• Kirill Smelkov's avatar
    Y wcfs: Fix and enhance `wcfs status` to be reliable · e542211d
    Kirill Smelkov authored
    Since wcfs beginning - since e3f2ee2d (wcfs: Initial implementation of
    basic filesystem) `wcfs status` was implemented as just join and
    reporting ok if that worked. That, however, turned out to be not robust
    because if wcfs is deadlocked, accessing any file on the filesystem,
    even a simple file as .wcfs/zurl might hang and so the status could
    hang as well. We see lots of such hung `wcfs status` processes on
    current deployment.
    
    More, it might be the case that wcfs is deadlocked in another way - e.g.

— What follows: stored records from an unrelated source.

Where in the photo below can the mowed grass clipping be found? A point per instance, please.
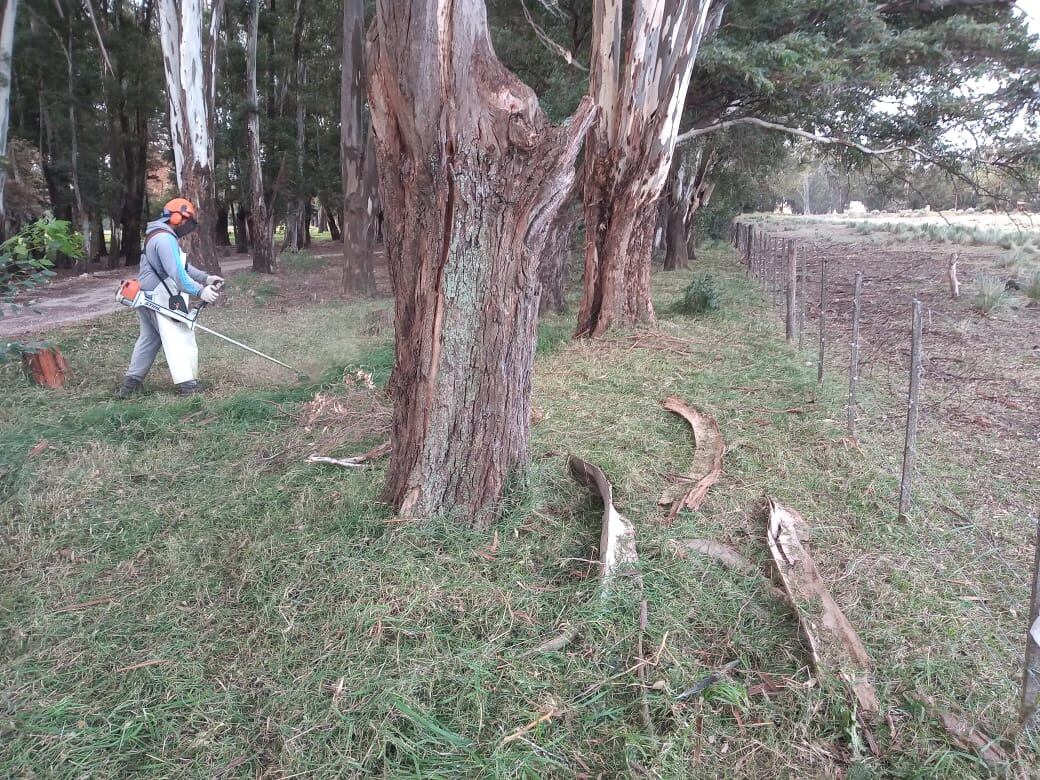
(183, 595)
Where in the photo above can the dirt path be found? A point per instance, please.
(982, 373)
(79, 300)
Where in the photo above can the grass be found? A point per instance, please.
(1033, 288)
(183, 595)
(990, 294)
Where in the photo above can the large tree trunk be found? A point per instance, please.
(556, 255)
(471, 175)
(640, 100)
(241, 230)
(6, 49)
(674, 205)
(359, 269)
(223, 234)
(330, 218)
(264, 260)
(373, 209)
(190, 108)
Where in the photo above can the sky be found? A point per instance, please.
(1032, 10)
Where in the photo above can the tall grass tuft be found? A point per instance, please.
(1033, 287)
(990, 294)
(699, 297)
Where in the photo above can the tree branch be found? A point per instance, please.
(549, 43)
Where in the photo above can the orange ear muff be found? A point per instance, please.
(178, 210)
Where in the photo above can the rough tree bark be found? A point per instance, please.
(296, 225)
(190, 107)
(556, 254)
(687, 192)
(241, 230)
(6, 49)
(222, 234)
(359, 270)
(264, 260)
(471, 175)
(629, 150)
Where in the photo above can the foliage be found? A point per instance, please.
(27, 258)
(1033, 287)
(990, 293)
(700, 296)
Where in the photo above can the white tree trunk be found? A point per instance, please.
(640, 95)
(6, 49)
(188, 92)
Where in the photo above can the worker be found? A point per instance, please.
(165, 270)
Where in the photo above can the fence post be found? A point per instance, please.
(823, 303)
(913, 409)
(854, 354)
(1031, 674)
(791, 290)
(776, 269)
(801, 300)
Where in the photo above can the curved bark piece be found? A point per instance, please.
(557, 643)
(617, 540)
(831, 639)
(617, 555)
(706, 468)
(964, 735)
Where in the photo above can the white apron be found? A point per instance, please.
(178, 341)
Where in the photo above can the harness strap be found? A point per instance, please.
(160, 273)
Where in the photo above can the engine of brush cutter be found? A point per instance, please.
(132, 295)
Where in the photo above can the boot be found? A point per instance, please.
(129, 387)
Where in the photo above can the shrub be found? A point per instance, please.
(989, 294)
(700, 296)
(27, 257)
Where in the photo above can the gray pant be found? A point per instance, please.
(148, 344)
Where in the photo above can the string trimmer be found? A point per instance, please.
(132, 295)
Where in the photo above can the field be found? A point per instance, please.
(183, 594)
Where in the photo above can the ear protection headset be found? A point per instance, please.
(178, 211)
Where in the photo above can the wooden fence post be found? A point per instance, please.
(801, 300)
(913, 409)
(1031, 674)
(776, 269)
(823, 303)
(791, 291)
(854, 354)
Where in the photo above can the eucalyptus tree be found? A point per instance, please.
(471, 176)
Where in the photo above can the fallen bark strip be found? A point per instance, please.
(617, 539)
(706, 468)
(618, 555)
(963, 734)
(832, 641)
(731, 560)
(355, 462)
(557, 643)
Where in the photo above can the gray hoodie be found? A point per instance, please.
(163, 256)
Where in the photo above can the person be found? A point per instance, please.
(164, 270)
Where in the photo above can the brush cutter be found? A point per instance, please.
(132, 295)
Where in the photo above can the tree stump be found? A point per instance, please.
(45, 365)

    on zheadMu, and then accessing .wcfs/zurl will work ok, but the system
    is not in a good shape while `wcfs status` missed to report that.
    
    -> Rework `wcfs status` completely to try accessing different files on
    the filesystem and doing so in cautious way so that if wcfs is in
    problematic state `wcfs status` won't get hung and will report the
    details about wcfs server and also about filesystem clients: which files
    are kept open, and what is in-kernel traceback of the server and the
    clients in case wcfs is hung.
    
    Please see comments in the added status function for details.
    
    An example of "good" status output when everything is ok:
    
        (neo) (z-dev) (g.env) kirr@deca:~/src/neo/src/lab.nexedi.com/nexedi/wendelin.core$ wcfs status  file://D/1.fs
        INFO 1204 17:04:40.154  325432 __init__.py:506] wcfs: status file://D/1.fs ...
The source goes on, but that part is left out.